South Korean fashion model (born 1992)

Sora Choi (born September 5, 1992) is a South Korean fashion model. She won the third cycle of the reality television show Korea's Next Top Model. She currently ranks on models.com's 'Industry Icons' list and is known as being one of the most in-demand models of her generation. As of 2024, Choi has walked in 537 fashion shows and has appeared on 17 Vogue covers.

== Early life ==
Choi was born and raised in Bucheon, South Korea. She studied modeling at Dongduk Women's University.

==Career==

=== 2012–2015: Early work ===
Choi was scouted as a model while accompanying a friend to a casting at an agency during her junior year of high school. Instead of her friend, she received an offer to sign with the agency.

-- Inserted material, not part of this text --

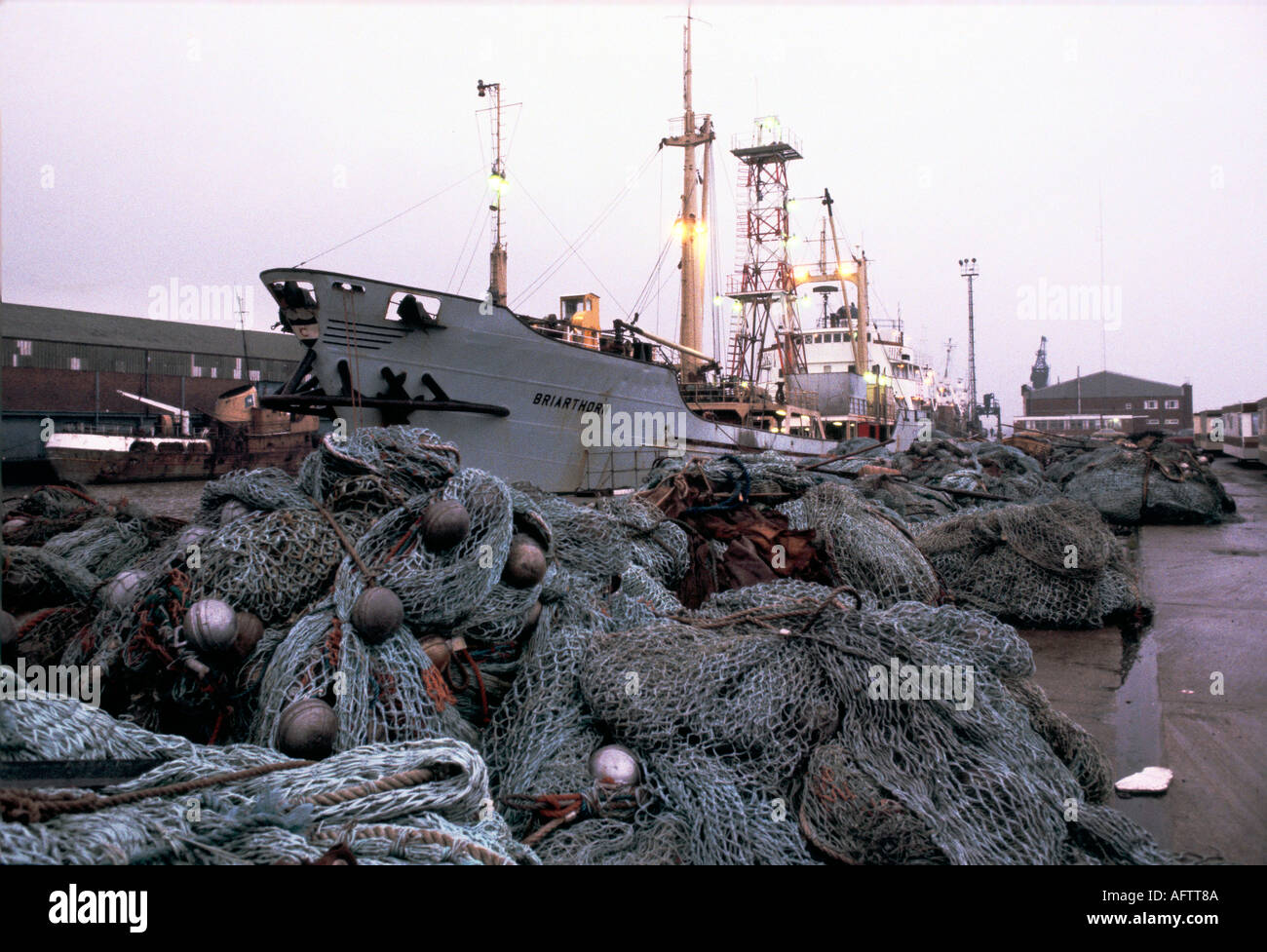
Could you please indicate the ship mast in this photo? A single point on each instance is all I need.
(497, 181)
(692, 222)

Choi made her debut in a fashion college graduation show. She gained recognition in the South Korean fashion industry after winning the third cycle of Korea's Next Top Model in 2012. That same year, she appeared in her first editorial and cover for W Korea.

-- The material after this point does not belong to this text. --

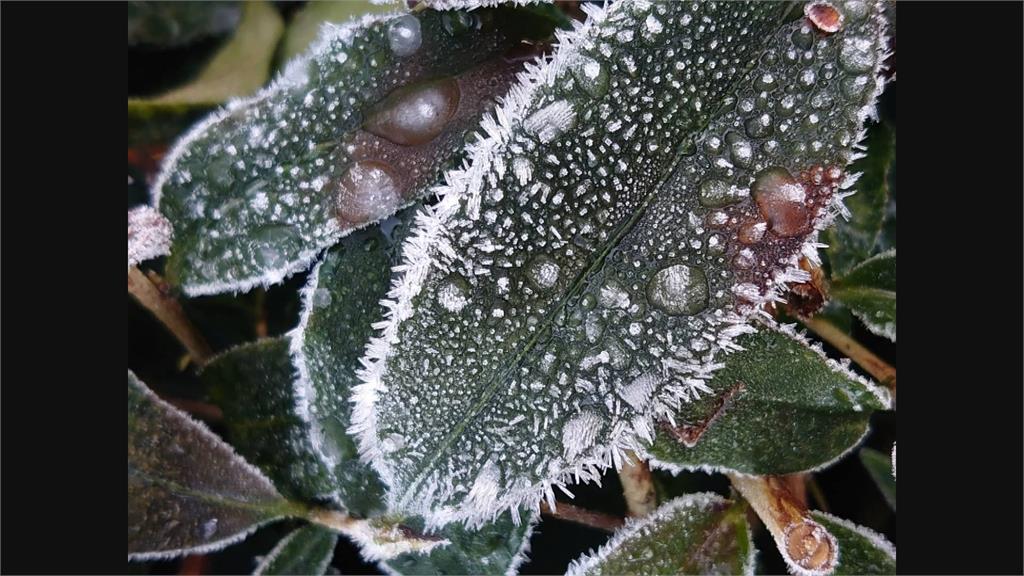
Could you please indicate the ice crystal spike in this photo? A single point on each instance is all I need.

Choi made her first international runway appearance by opening Christopher Raeburn's Spring 2014 show in September 2013. She made her official international runway debut at Louis Vuitton's cruise show in May 2014, held in Monaco.

During the spring 2015 season, Choi became the first South Korean model to be selected as Louis Vuitton's city exclusive for Paris Fashion Week, chosen by Nicolas Ghesquiere. That season, she also walked for Alexander Wang, Fendi, Versace, and became the first asian model to walk for Calvin Klein. In October 2014, Models.com selected her as a 'Top Newcomer.'

=== 2016–present: Rise to prominence ===
During the spring 2016 season, Choi became the first asian model to walk for Hedi Slimane’s Saint Laurent fashion show. She was described by Vogue as “one of the most popular faces on the runways” in the fall 2016 season, after walking in over 50 shows across New York, Paris, London, and Milan. Starting in 2016, she continued as Louis Vuitton's city exclusive for two years, starring in the brand’s advertising campaigns six times. In 2017, she was listed on Models.com's 'Top 50 models' list.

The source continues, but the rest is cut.